Human resources for health; attitudes of personnel, supervision, and quality training: Healthcare is a labour intensive industry. Current staffing levels are grossly inadequate and this is made worse by chronic absenteeism. For example, in an intensive care unit, each bed requires four nurses for a 24-hour period; three to work eight hour shifts and the fourth resting. So, a hospital that has a six intensive care beds will require 24 nurses employed in this unit alone. Secondly, the current public service structure is obsolete.






We now have nurses with Bachelor’s degrees and although this is the trend around the world, there are no positions and tracks for promotion for these nurses. We have several other healthcare specialist with unique skills and trainings such as speech and language therapists for who there are no positions. A review of the human resources is needed.






As health workers, many of us also have problems such as poor pay, inadequate supervision, decadence of morals and values, and attitudes to work and provision of care to patients is often poor. In recent years, there has been a proliferation of training institutions. The quality and skills of the products of some of these institutions is questionable. A review of competencies, staffing levels, continuing education and professional standards is urgently required. This should be supported by meaningful remuneration.
E-health, records and IT: Today, the majority of patients attending outpatients’ services in public health units leave no records behind. Most buy exercise books and their clinical notes are written in this books which they travel with. The health system, therefore, has no records of these activities and other than the registers, there is no systematic collection of data to document trends. Hospitals, however, have the basic infrastructure to host an electronic e-health system and it is time this system implemented.






Emergency preparedness: The Ministry of Health has distinguished itself in responding to epidemics such as Ebola. Our responses to emergencies and disasters is, however, still poor. There are rudimentary signs of a developing ambulance system but even when these reach the health units, the receiving centres have very poor preparedness. Many health workers are neither well trained nor prepared to manage the severely injured. The current rehabilitation programme for hospitals along the highways should be comprehensive enough to cater for these deficiencies.
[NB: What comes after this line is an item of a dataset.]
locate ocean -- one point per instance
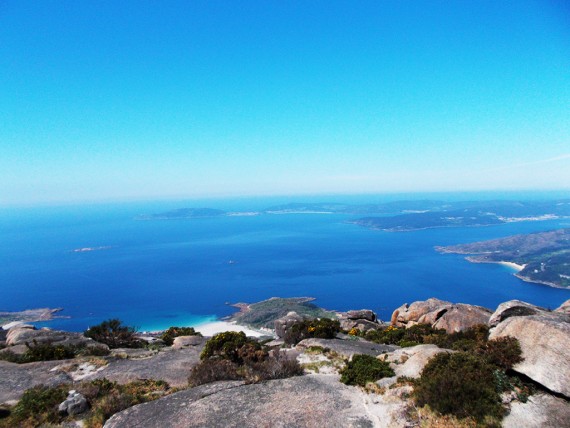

Specialist high quality care, high-tech medicine and research: Non communicable diseases will be the main health problem tomorrow. Many of these require a system for specialised and high-tech medicine, which we should invest in – infrastructure, human resources and equipment. Let us invest in health research too. Research is critical as it informs tomorrow.






Dr Idro is a senior lecturer, Makerere University and Consultant Paediatrician, Mulago hospital.